The auto-defenestration of Darroch will, as Peston goes on to explain, serve as an excellent example ‘pour encourager les autres.’

The point is that there are many Brexiters in the Johnson fan club who see civil servants as the vandals and destroyers of Brexit. They are viewed as the Remainy enemy within, who captured Theresa May and shoved her off the true path to the sunny uplands outside the EU.

So Darroch’s perceived attack on Johnson’s Brexity friend in the White House is paradoxically useful to Johnson.
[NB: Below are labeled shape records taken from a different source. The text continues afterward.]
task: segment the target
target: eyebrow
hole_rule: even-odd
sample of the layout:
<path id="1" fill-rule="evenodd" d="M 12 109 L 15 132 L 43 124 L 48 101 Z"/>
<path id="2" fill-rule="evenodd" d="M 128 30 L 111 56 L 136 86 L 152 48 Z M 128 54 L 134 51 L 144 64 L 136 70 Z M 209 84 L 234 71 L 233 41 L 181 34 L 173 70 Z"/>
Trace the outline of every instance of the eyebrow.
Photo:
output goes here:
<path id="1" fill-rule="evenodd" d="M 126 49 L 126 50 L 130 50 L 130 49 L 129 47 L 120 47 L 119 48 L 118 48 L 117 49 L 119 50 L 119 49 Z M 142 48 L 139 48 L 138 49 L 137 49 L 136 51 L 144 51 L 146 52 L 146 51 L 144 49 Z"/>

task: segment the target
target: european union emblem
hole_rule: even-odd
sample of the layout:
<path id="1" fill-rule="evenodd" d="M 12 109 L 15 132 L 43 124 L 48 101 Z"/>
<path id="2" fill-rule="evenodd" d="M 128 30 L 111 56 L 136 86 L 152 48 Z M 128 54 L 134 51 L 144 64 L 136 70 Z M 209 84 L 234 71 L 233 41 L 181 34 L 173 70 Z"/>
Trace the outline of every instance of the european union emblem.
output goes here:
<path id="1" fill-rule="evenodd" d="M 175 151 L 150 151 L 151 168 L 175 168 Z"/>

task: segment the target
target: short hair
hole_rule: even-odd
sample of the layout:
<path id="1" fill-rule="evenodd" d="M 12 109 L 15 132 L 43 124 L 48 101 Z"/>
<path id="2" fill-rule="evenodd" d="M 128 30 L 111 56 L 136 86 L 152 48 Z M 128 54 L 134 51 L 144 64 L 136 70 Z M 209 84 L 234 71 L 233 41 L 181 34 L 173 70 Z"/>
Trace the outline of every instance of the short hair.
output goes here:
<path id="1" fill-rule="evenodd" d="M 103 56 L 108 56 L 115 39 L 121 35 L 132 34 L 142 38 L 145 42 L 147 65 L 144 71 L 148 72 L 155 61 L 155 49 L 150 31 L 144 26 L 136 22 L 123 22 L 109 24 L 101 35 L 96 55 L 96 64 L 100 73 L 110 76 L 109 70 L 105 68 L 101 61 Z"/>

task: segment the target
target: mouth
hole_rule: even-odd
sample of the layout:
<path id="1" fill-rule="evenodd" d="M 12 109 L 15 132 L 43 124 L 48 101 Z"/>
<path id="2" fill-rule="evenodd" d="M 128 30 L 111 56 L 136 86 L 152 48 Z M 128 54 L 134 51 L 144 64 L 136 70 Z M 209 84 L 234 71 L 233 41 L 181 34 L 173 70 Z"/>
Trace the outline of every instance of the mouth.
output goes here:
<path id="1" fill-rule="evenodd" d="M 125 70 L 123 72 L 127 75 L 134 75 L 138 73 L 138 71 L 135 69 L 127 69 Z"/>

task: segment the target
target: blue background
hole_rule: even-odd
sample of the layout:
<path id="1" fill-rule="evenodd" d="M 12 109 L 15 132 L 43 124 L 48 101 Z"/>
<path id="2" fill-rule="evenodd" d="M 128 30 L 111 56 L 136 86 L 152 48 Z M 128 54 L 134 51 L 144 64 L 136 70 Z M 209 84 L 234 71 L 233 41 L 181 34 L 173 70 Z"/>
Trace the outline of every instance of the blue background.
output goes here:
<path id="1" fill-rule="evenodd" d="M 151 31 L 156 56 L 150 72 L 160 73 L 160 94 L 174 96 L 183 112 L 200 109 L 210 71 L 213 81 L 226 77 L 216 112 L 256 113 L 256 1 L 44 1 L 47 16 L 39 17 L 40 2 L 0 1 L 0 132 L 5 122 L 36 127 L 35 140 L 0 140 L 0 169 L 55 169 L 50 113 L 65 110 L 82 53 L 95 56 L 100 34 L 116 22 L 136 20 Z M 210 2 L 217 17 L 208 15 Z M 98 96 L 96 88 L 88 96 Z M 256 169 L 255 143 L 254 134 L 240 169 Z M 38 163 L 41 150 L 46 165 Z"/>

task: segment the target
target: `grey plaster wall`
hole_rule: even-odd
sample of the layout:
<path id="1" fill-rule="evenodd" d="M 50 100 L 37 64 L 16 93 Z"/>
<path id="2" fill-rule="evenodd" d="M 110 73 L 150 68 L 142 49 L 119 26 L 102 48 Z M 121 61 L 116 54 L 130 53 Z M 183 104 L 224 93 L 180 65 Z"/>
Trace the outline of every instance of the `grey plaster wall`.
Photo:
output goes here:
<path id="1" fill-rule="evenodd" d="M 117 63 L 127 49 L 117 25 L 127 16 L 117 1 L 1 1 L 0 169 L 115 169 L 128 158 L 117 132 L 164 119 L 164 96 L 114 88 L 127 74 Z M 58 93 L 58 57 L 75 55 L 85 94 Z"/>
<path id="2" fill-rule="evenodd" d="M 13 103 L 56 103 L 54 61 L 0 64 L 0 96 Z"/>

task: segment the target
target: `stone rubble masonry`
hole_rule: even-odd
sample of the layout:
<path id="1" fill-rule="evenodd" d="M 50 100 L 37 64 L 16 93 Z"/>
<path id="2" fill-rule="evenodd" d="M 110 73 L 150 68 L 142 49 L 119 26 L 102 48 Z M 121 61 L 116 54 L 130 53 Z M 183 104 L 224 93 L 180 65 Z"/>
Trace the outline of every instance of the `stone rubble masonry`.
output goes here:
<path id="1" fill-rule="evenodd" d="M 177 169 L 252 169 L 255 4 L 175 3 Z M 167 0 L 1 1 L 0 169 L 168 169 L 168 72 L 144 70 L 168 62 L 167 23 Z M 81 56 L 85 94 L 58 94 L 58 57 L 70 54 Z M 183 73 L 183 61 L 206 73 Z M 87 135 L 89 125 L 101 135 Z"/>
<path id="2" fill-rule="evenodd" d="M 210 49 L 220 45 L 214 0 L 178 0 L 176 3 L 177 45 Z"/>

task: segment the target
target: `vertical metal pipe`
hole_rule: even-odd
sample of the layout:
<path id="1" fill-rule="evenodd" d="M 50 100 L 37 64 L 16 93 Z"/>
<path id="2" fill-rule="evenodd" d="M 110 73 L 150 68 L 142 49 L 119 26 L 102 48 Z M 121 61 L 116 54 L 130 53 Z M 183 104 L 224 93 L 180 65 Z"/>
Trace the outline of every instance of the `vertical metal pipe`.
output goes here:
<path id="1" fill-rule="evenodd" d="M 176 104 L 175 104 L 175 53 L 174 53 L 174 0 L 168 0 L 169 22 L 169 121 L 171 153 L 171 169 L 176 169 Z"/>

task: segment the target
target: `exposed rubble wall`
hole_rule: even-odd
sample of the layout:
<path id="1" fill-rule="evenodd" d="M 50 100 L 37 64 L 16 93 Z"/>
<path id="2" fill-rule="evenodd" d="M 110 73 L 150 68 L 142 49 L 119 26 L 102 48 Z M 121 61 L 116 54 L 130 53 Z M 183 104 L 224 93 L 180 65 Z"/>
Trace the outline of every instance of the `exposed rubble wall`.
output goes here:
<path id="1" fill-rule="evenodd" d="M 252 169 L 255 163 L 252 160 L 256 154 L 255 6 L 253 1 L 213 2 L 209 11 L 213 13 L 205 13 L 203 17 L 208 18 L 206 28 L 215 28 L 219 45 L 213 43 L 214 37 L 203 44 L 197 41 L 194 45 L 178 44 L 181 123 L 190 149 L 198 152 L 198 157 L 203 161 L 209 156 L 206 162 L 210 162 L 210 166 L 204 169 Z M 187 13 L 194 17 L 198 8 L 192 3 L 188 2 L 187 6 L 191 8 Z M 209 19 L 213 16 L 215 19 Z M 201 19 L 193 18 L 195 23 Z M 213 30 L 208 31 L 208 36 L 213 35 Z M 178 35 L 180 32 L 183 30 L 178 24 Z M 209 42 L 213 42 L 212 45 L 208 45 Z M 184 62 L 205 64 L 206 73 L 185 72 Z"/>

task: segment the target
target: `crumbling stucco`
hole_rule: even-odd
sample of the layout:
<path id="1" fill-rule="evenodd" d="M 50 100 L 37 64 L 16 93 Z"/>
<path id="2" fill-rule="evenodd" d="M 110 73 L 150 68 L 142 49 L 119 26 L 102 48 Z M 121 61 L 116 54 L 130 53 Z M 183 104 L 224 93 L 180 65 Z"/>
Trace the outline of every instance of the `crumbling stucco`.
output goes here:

It gives him a way of signalling to senior mandarins that if they show anything but Stakhanovite commitment to extracting Britain from the EU they can expect early retirement at best or transfer to the salt mines in the departments of transport, or work and pensions at worst.

That slightly sneering tone you detect in Peston’s analysis, by the way, is because he leftist and a Remainer who can’t help himself. It certainly doesn’t mean in any way that his scorn is justified.

On the contrary, through the cunning expedient of simply not saying anything positive about a rubbish ambassador who probably despises him and who was doomed anyway, Boris Johnson has played a blinder.

To President Trump, he has signalled: I’m your new best mate.

To his Conservative party backers (most of whom are Brexiteers), he has signalled: I’m not going to sell you out.

To the Civil Service, he has signalled: you aren’t the masters now.

To Britain at large, he has signalled: there’s a new sheriff in town and you’re going to be seeing a few changes, some of which you may not like, but tough – I’m wearing the shiny star badge, not you.

Yes, of course it’s very early days. Boris isn’t even in Number 10, yet. He’s a terrible flip-flopper who may yet revert to type.

But on first glance, this all looks very, very promising.

As for Sir Kim Darroch, perhaps it’s time to find him a posting where he’s less likely to damage the Special Relationship. I’m told the British consulate in Ouagadougou is looking particularly lovely at this time of year.